9月23日日曜日、大盛況のユニクロ上海南京西路店の様子

2012年9月22日土曜日

『将棋盤から飛び出した駒』


 「知識人」というのはナカナカおもしろい表現だとおもう。「知識」ってフツーは誰にでもあるはずなのに、「知識」を取り上げてくくってしまうってコトはそーとーな「知識」に溢れているのか、それともその他大勢がおバカだと言いたくてしょうがないのか。

 中国では「知識人」のことを「知識分子」と呼ぶようだ。文革の頃は「知識分子」が主な標的になったのはよく知られている事実である。

 現代中国を代表する「知識人」として今や絶大な支持を得ている韓寒さんをご存知だろうか?
 文化人としての面が取りざたされるが、彼はF1レーサーとしても有名である。そして驚きなのはなんと1982年生まれである、という事実である!なんとまだ若いのだ!
 昨年のクリスマス前後には中国についての思想を文章にして3日連続で発表したり、都度都度話題をかっさらう「時代の人」なのである。

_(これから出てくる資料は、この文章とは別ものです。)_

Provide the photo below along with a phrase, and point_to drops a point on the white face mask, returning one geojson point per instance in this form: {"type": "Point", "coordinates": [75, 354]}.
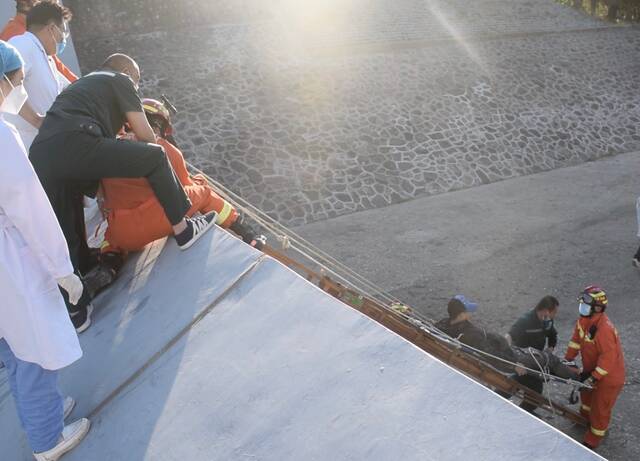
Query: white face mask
{"type": "Point", "coordinates": [584, 309]}
{"type": "Point", "coordinates": [14, 101]}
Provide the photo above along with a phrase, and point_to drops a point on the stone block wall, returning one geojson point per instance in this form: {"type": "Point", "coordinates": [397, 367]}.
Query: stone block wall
{"type": "Point", "coordinates": [313, 113]}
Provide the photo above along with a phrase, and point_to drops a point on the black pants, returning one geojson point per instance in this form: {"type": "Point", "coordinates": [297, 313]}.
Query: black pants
{"type": "Point", "coordinates": [71, 162]}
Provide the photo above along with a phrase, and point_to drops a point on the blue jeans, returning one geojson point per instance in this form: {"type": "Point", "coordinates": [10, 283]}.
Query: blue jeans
{"type": "Point", "coordinates": [38, 401]}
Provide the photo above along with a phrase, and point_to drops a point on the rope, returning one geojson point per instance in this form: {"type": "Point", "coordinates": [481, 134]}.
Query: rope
{"type": "Point", "coordinates": [290, 240]}
{"type": "Point", "coordinates": [545, 379]}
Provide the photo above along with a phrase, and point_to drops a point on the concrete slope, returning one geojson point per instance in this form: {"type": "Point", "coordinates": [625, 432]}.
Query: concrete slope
{"type": "Point", "coordinates": [220, 353]}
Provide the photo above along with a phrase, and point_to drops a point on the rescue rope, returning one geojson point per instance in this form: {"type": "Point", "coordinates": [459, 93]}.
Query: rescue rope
{"type": "Point", "coordinates": [290, 240]}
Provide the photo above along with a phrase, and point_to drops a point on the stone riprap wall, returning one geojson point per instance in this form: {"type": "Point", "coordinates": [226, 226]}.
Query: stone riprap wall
{"type": "Point", "coordinates": [310, 113]}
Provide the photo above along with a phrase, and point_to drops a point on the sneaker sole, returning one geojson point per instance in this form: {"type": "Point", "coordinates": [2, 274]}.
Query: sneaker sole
{"type": "Point", "coordinates": [82, 433]}
{"type": "Point", "coordinates": [82, 328]}
{"type": "Point", "coordinates": [66, 448]}
{"type": "Point", "coordinates": [197, 237]}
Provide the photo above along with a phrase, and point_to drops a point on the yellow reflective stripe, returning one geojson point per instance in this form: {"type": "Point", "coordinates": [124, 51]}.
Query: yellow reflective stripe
{"type": "Point", "coordinates": [224, 213]}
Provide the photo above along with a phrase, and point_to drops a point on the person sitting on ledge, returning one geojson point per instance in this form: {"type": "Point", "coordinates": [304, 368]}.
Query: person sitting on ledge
{"type": "Point", "coordinates": [458, 325]}
{"type": "Point", "coordinates": [76, 147]}
{"type": "Point", "coordinates": [134, 215]}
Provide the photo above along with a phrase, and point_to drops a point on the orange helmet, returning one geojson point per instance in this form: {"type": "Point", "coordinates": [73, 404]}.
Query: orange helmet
{"type": "Point", "coordinates": [158, 115]}
{"type": "Point", "coordinates": [594, 296]}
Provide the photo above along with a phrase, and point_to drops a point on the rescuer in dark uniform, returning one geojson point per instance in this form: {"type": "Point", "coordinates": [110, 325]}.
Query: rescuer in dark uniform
{"type": "Point", "coordinates": [535, 329]}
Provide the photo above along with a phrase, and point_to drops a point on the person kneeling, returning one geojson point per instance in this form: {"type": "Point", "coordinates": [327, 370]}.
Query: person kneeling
{"type": "Point", "coordinates": [458, 325]}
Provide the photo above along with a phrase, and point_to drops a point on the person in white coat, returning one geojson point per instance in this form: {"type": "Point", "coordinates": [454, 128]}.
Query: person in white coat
{"type": "Point", "coordinates": [47, 32]}
{"type": "Point", "coordinates": [37, 337]}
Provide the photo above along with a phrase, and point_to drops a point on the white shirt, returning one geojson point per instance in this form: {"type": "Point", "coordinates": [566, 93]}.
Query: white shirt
{"type": "Point", "coordinates": [42, 81]}
{"type": "Point", "coordinates": [33, 254]}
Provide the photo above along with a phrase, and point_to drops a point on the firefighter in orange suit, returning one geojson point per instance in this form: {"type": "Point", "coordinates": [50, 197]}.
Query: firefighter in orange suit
{"type": "Point", "coordinates": [596, 340]}
{"type": "Point", "coordinates": [133, 213]}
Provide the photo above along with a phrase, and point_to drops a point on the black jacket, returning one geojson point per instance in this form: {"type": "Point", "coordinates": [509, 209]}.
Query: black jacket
{"type": "Point", "coordinates": [528, 331]}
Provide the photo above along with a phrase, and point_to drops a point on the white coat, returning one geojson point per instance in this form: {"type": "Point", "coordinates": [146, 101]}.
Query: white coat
{"type": "Point", "coordinates": [33, 254]}
{"type": "Point", "coordinates": [42, 81]}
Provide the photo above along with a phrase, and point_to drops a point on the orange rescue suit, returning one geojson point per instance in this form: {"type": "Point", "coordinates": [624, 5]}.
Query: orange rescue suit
{"type": "Point", "coordinates": [602, 357]}
{"type": "Point", "coordinates": [134, 215]}
{"type": "Point", "coordinates": [18, 26]}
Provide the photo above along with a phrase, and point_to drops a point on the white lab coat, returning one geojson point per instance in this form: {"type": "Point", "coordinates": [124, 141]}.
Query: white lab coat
{"type": "Point", "coordinates": [33, 253]}
{"type": "Point", "coordinates": [42, 81]}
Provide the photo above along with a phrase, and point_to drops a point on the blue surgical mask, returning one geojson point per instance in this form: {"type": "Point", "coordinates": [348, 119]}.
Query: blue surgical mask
{"type": "Point", "coordinates": [61, 45]}
{"type": "Point", "coordinates": [584, 309]}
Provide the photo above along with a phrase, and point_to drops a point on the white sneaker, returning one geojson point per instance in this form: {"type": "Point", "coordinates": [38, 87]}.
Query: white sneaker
{"type": "Point", "coordinates": [67, 407]}
{"type": "Point", "coordinates": [196, 228]}
{"type": "Point", "coordinates": [72, 435]}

 そんな彼が、先日の9月17日に、最近の島問題に触れた文章を自身の微博に発表している。
 タイトルは『跳出棋的棋子(将棋盤から飛び出した駒)』というもので、非常に興味深い内容だ。コレまた長いのでココで全文を紹介する事は避けるが、文章の最後の部分だけ取り上げて紹介したい。

8、 
 愛国のコートをまとったからって同胞に危害を加えたり、好き勝手に暴力を発散していいなんて思っちゃいけない。たとえ他の人がだまって見過ごそうと、そんな事を続けていたって自分自身にいい事なんてありゃしない。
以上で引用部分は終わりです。